The chamber announced Tuesday that the chamber will use the threeyear grant to work with the Bernalillo County District Attorney’s Office and New Mexico Tech to develop and use two new tools designed to help analyze and prioritize the thousands of criminal cases the DA receives.
While a chamber taking the lead on a crime initiative may seem unorthodox, Terri Cole, president and CEO, said the grant program fits in the organization’s focus on making Albuquerque safer.
“We are trying to contribute and find the solutions to make Albuquerque a safer place to live and do business,” Cole said.
The chamber has made dealing with crime one of its top priorities in recent years. After talking with business owners, the chamber identified improving public safety as one of its three “bold issue groups,” alongside reforming education and transforming Downtown.

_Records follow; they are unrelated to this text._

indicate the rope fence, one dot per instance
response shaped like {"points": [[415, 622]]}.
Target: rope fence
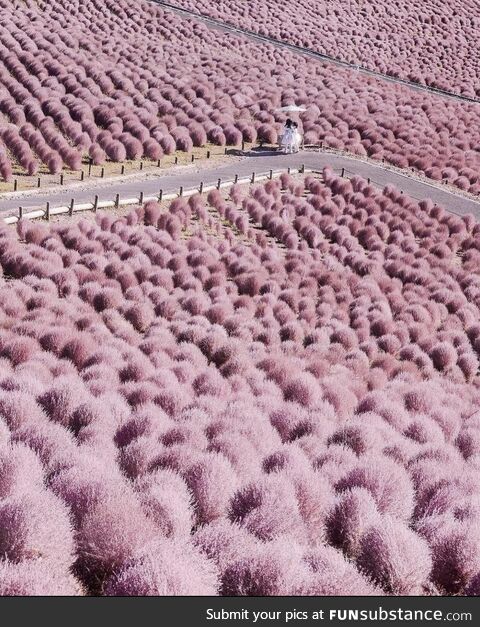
{"points": [[73, 207]]}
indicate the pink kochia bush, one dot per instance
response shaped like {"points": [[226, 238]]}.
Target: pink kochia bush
{"points": [[358, 35], [188, 408], [62, 99]]}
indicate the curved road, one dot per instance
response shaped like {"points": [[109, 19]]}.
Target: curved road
{"points": [[226, 27], [259, 162]]}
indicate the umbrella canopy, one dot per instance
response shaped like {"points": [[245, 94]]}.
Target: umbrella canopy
{"points": [[291, 109]]}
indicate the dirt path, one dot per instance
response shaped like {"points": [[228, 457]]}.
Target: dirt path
{"points": [[259, 162]]}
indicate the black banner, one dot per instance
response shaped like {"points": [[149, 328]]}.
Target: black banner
{"points": [[201, 611]]}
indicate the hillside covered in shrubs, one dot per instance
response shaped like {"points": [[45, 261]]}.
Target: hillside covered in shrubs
{"points": [[110, 81], [271, 392], [432, 42]]}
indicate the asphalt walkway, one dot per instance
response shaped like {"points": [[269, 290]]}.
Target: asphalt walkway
{"points": [[226, 27], [259, 162]]}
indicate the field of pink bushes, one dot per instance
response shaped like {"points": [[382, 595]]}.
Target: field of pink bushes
{"points": [[269, 393], [433, 42], [103, 79]]}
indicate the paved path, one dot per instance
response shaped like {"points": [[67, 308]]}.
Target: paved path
{"points": [[259, 162], [226, 27]]}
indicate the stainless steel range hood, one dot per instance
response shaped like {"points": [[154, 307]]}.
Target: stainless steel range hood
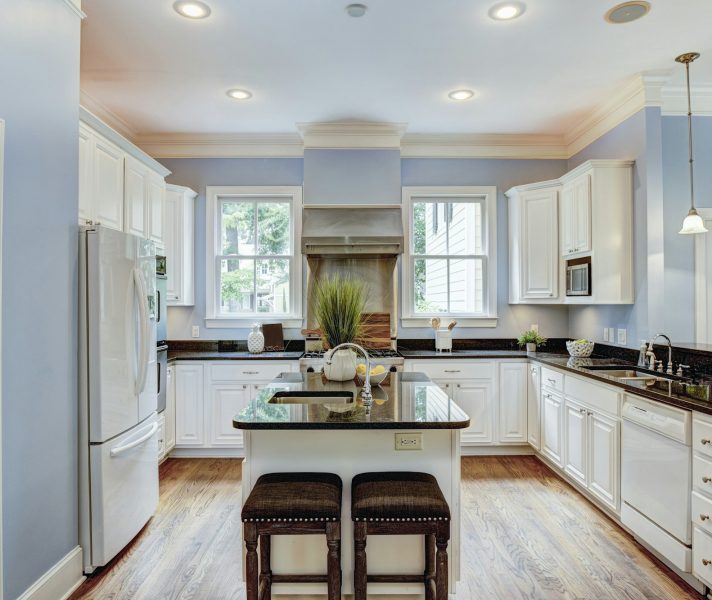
{"points": [[367, 231]]}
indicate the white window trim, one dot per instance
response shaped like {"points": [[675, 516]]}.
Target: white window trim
{"points": [[412, 194], [294, 195]]}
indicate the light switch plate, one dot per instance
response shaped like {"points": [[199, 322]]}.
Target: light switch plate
{"points": [[409, 441]]}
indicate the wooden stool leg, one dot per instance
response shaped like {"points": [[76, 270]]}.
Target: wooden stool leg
{"points": [[360, 572], [441, 573], [333, 560], [265, 585], [251, 566], [429, 575]]}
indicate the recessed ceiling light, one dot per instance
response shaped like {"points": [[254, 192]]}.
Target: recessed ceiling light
{"points": [[505, 11], [356, 10], [238, 94], [461, 94], [627, 12], [192, 9]]}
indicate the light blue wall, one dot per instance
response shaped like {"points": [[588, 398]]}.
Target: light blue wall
{"points": [[39, 101], [363, 170]]}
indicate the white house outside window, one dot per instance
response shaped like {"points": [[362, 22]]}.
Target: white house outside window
{"points": [[253, 263], [450, 263]]}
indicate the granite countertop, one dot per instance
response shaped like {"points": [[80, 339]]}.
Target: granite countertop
{"points": [[404, 400], [217, 355]]}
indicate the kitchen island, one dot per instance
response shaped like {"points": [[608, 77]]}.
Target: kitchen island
{"points": [[312, 432]]}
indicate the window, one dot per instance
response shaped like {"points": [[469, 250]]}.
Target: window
{"points": [[450, 261], [253, 263]]}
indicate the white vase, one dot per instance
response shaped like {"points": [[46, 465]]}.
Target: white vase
{"points": [[340, 365], [256, 340]]}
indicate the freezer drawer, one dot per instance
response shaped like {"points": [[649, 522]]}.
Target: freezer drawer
{"points": [[124, 488]]}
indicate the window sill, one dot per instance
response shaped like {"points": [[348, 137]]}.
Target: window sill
{"points": [[246, 322], [412, 322]]}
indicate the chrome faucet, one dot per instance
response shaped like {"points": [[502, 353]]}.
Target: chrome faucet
{"points": [[651, 354], [366, 396]]}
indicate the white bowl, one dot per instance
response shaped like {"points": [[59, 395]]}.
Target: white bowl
{"points": [[580, 350]]}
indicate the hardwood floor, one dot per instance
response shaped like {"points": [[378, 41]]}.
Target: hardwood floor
{"points": [[526, 534]]}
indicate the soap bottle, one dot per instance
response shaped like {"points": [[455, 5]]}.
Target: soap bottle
{"points": [[642, 358]]}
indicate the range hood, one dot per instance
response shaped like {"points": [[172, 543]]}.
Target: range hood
{"points": [[367, 231]]}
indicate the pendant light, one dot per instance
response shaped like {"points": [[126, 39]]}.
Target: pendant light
{"points": [[693, 222]]}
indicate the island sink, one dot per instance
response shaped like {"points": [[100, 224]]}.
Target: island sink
{"points": [[311, 397]]}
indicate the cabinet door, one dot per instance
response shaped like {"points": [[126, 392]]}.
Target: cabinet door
{"points": [[156, 198], [513, 402], [86, 152], [552, 430], [170, 412], [136, 183], [534, 407], [476, 399], [190, 406], [107, 184], [604, 449], [226, 400], [575, 419], [540, 246]]}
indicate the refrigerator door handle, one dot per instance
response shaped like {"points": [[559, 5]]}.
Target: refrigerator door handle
{"points": [[126, 447], [144, 339]]}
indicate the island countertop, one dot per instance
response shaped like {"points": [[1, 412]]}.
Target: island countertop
{"points": [[404, 400]]}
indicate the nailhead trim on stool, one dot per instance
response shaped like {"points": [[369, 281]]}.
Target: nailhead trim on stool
{"points": [[401, 503], [291, 504]]}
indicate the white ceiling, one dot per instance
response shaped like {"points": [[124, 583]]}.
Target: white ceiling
{"points": [[308, 61]]}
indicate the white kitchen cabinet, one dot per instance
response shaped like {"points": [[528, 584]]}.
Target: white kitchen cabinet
{"points": [[179, 243], [576, 215], [534, 407], [190, 405], [513, 384], [552, 426], [534, 259]]}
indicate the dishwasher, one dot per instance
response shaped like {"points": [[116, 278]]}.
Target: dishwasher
{"points": [[656, 478]]}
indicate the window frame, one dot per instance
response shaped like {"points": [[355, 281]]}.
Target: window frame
{"points": [[410, 195], [213, 195]]}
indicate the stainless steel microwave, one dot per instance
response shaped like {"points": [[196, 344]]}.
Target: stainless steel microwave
{"points": [[578, 277]]}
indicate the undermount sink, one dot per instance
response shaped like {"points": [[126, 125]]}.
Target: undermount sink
{"points": [[311, 397]]}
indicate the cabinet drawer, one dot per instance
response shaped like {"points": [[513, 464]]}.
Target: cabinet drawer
{"points": [[701, 435], [702, 555], [447, 369], [248, 371], [701, 472], [595, 396], [552, 379]]}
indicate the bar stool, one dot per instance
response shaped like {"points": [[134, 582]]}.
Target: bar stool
{"points": [[401, 503], [291, 504]]}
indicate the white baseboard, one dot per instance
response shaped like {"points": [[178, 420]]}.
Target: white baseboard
{"points": [[60, 581]]}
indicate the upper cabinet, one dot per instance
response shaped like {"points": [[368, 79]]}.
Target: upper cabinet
{"points": [[534, 243], [593, 218], [179, 241], [120, 186]]}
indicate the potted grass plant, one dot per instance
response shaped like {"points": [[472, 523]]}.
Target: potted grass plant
{"points": [[531, 339], [339, 302]]}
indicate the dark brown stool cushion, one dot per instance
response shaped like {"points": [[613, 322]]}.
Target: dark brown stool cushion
{"points": [[294, 497], [397, 496]]}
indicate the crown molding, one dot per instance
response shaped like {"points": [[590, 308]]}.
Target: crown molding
{"points": [[194, 145], [527, 146], [351, 134], [104, 113]]}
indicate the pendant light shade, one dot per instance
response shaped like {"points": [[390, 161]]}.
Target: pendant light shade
{"points": [[693, 222]]}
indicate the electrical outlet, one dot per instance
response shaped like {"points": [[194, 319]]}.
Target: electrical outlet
{"points": [[409, 441], [622, 337]]}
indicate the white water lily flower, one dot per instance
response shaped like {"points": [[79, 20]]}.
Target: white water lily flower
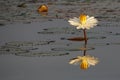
{"points": [[85, 61], [83, 22]]}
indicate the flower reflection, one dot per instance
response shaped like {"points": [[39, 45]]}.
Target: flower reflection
{"points": [[84, 61], [83, 22]]}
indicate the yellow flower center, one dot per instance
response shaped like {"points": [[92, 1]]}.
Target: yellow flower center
{"points": [[84, 64], [83, 18]]}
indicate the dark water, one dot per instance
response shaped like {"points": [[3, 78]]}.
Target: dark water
{"points": [[41, 51]]}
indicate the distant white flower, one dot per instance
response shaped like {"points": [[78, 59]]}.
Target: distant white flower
{"points": [[83, 22], [85, 61]]}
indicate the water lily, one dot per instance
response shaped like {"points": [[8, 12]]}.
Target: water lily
{"points": [[43, 9], [83, 22], [84, 61]]}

Scott Darnell, who oversees policy
development and implementation for the group, said it has prioritized the use of data in fighting crime. Since 2017, the chamber has worked with Bernalillo County District Attorney Raúl Torrez to determine how data can be used more strategically.
Darnell said both tools developed with the grant money will help address workflow challenges that the district attorney’s office identified.
The first tool is designed to streamline the way law enforcement agencies package case referrals and submit discovery materials to the DA, while providing an earlier and more thorough assessment of the quality of a criminal case. Darnell said the goal is to make sure that all the details are in place when the DA’s Office launches a case. The hope is that it will guard against cases being started and then dismissed for various reasons.
The second tool will use data to aggregate information about a defendant’s past criminal behavior and allow prosecutors to determine which defendants should be prosecuted aggressively, including prosecution in federal court, and which should be referred to diversion programs or treatment facilities.
Torrez said in a statement that his office has been on the cutting edge of developing data tools to fight crime and welcomed working with “the business community, our federal partners and the state’s premier technological university on this project.”
Darnell said the chamber is working with data scientists and engineers from the Institute for Complex Additive Systems Analysis at New Mexico Tech, which is listed as a subcontractor on the grant.
Over the three-year lifespan of the grant, Darnell said the chamber and New Mexico Tech intend to design, test and implement the tools around the state. He said testing could begin in Bernalillo County as soon as 2021.
“The proposal itself will ultimately make Albuquerque a safer place,” Cole said.
The grant was issued under a Department of Justice program called “Justice Reinvestment Initiative: Reducing Violent Crime by Improving Justice System Performance.”